Blogger yamahaeleven said...

Arguments on the advent of super intelligence are amusing, so much polarization! One person says within a couple of decades, and here's proof, and another says not in a million years, and here's proof.

Some seem to forget a system will only need to be sufficiently intelligent at the start, not perfect right out of the box, and certainly not a carbon copy of how our brains do the job. It will be a hack!

From my semi-sideline perch, I find this all very fascinating. One by one, human activities that were once considered impossible for computation to achieve fluency have been mastered. A double Moore's law seems to apply. Initially, it takes much brute force hardware and software. Inexorably, the hardware requirements diminish as the algorithms improve. Seems unlikely that this process would suddenly not apply to the broad realm of intelligence, particularly when these steps become suitably automated...

Wednesday, 01 April, 2009  
Blogger al fin said...

Computers are good with games that have well defined rules. Chess, Go, Checkers, Math, etc.

But of course, they were made and programmed by humans, and draw electrical power generated and transported by human-made machines and grids.

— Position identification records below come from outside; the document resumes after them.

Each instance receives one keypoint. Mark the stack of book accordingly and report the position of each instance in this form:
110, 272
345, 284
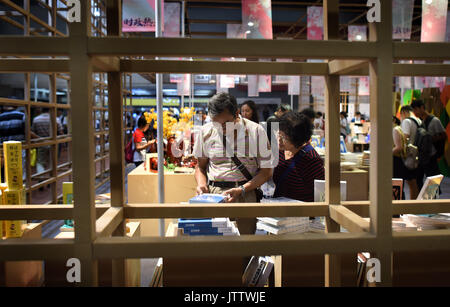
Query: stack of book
208, 227
285, 225
257, 272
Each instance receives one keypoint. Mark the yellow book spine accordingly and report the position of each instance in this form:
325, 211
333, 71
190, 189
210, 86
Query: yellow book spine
13, 165
1, 221
13, 229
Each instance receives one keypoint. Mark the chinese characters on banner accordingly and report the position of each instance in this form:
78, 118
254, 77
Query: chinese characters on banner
184, 87
172, 19
315, 23
402, 13
252, 85
257, 20
139, 15
357, 33
434, 22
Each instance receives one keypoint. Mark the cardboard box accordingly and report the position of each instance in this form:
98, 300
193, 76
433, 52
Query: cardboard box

The limits of algorithms are too often ignored by the Kurzweilians. Algorithmic development does not follow Moore's law, and intelligence is not algorithmic -- which is a source of great confusion to many AI people. A confusion of logical categories, as it were.

It is far easier to use terms such as "the broad realm of intelligence" than to actually understand what such a realm might encompass.

Wednesday, 01 April, 2009  
Blogger kurt9 said...

Very good point. The biosingularity, unlike the much ballyhooed AI singularity, is very real and is likely to happen in the next 2-3 decades. At least it will give us radical life extension which, in turn, gives us all the time in the world to work on all of the other stuff we want.